Table 6. A case study with 4 conclusions (true or false as predicted by Iterlogic-E), which are reasoned on by 2 rules from the FB15K dataset. The score change indicates the impact on the model prediction score before and after adding rule reasoning.

	True	False
Conclusions	(Albany_Devils,/hockey_roster_position/position,Centerman)	(San_Diego_State_Aztecs_football,/hockey_roster_position/position,Linebacker)
Predicted by rules	/sports_team_roster/position$(x,y)\stackrel{0.808}{\Rightarrow }$ /hockey_roster_position/position$(x,y)$
Score change	5.4888 → 9.4039	−4.6518 →−8.3547
Conclusions	(Chris_Nurse,/football_roster_position/ team,Stevenage_F.C.)	(Brett_Favre,/football_roster_position/ team,Green_Bay_Packers)
Predicted by rules	/sports_team_roster/ team$(x,y)\stackrel{0.847}{\Rightarrow }$/football_roster_position/team$(x,y)$
Score change	5.8123 → 9.5991	−3.0131 →−11.3952

, we present a case study with four conclusions (true or false as predicted by Iterlogic-E), which are inferred with two rules during training. Table 6 shows some conclusions derived from rule inference and the score change (the average of the head entity prediction score and the tail entity prediction score) of the conclusions. Let us take the first conclusion as an example: the true conclusion is (Albany_Devils,/hockey_roster_position/posit on, Centerman), which is obtained by the rule “/sports_team_roster/position$(x,y)\stackrel{0.808}{\Rightarrow }$/hockey_roster _position/position$(x,y)$”. The Albany Devils are a professional ice hockey team competing in the American Hockey League (https://en.wikipedia.org/wiki/Albany_Devils, accessed on 21 September 2023), and the centerman is the center in ice hockey. Therefore, this is indeed a true conclusion. Compared to ComplEx, Iterlogic-E increased the score of this fact from 5.48 to 9.40. Also, (San_Diego_State_Aztecs_football, /hockey_roster_position/position, Linebacker) can be inferred from the fact (San_Diego_State_Aztecs_football, /sports_team_roster/team, Linebacker) by the same rule. However, the San Diego State Aztecs are a football team, not a hockey team, and this is an incorrect conclusion. Compared to ComplEx, Iterlogic-E decreased the score of this fact from −4.65 to −8.35. This case illustrates that Iterlogic-E can distinguish whether the conclusion is true and improve prediction performance. Furthermore, Iterlogic-E has good interpretability, which allows us to understand the reason behind the inferred conclusion.

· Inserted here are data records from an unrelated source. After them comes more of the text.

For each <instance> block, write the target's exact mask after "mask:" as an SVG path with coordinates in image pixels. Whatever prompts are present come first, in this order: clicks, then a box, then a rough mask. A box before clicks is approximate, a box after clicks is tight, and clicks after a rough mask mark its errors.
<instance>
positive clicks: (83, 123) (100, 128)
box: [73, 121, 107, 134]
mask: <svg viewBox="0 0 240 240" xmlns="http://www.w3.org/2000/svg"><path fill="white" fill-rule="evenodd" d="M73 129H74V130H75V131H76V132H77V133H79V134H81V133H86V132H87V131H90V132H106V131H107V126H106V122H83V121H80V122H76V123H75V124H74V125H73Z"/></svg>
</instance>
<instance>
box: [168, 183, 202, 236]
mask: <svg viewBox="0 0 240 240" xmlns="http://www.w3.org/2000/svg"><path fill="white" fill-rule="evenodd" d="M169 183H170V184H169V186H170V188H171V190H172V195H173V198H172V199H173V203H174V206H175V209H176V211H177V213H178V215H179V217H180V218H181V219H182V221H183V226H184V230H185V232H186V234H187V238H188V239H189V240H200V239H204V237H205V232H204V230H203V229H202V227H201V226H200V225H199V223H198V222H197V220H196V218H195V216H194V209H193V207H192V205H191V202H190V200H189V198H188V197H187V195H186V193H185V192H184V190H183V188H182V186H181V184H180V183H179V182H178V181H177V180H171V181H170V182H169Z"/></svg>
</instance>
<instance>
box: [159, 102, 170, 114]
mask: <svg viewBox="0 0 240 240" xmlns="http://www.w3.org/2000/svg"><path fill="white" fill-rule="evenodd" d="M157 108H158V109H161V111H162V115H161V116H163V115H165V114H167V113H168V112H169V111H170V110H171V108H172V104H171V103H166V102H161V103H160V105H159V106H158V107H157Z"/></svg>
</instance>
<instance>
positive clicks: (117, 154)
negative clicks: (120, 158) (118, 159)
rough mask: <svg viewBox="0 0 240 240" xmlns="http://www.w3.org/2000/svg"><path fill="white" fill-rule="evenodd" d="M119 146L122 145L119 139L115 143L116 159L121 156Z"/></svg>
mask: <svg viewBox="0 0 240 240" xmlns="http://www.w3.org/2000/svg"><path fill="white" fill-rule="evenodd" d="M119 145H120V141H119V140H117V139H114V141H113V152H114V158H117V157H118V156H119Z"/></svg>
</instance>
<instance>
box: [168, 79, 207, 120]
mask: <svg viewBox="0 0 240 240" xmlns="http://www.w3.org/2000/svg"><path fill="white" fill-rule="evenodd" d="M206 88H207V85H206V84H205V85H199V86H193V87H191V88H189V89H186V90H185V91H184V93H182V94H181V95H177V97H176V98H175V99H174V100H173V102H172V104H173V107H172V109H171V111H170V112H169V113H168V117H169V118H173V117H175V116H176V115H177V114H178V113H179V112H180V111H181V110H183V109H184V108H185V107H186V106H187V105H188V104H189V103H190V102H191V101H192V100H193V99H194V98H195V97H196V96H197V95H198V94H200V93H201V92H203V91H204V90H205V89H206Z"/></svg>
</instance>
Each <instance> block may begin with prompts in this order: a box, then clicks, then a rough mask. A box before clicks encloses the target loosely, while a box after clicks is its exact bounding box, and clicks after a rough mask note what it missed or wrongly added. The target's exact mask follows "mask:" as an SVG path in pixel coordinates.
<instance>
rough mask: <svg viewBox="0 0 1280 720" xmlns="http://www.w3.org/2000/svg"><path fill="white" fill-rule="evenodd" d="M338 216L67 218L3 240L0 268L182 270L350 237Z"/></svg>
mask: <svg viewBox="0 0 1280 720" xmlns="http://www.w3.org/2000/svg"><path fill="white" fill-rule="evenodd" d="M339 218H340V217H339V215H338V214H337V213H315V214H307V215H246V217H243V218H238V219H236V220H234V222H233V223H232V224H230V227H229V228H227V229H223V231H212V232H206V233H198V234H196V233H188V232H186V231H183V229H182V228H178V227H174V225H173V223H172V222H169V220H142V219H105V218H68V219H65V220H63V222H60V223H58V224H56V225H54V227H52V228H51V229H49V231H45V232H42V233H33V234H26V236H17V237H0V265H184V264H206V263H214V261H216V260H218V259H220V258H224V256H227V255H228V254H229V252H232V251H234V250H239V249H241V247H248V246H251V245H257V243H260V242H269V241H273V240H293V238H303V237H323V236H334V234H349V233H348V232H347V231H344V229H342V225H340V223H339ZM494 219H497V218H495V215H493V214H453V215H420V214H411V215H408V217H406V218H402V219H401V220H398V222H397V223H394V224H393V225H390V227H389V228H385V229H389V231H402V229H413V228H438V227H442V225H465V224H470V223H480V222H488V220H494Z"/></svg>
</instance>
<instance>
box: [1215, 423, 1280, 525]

5. Conclusions and Future Work

This paper proposes a novel framework that iteratively learns logical rules and embeddings, which models the conclusion labels as 0–1 variables. The proposed Iterlogic-E uses the confidence values of rules and the context of the KG to eliminate the uncertainty of the conclusion in the stage of learning embeddings. Specifically, our method is based on iterative learning, which not only supplements conclusions but also filters incorrect conclusions, resulting in a good balance between efficiency and scalability. The evaluation of benchmark KGs demonstrates that the method can learn correct conclusions and improve against a variety of strong baselines. In the future, we would like to explore how to use embeddings to learn better rules and rule confidences than AMIE+. Additionally, we will continuously explore more advanced models to integrate rules and KGEs for knowledge reasoning.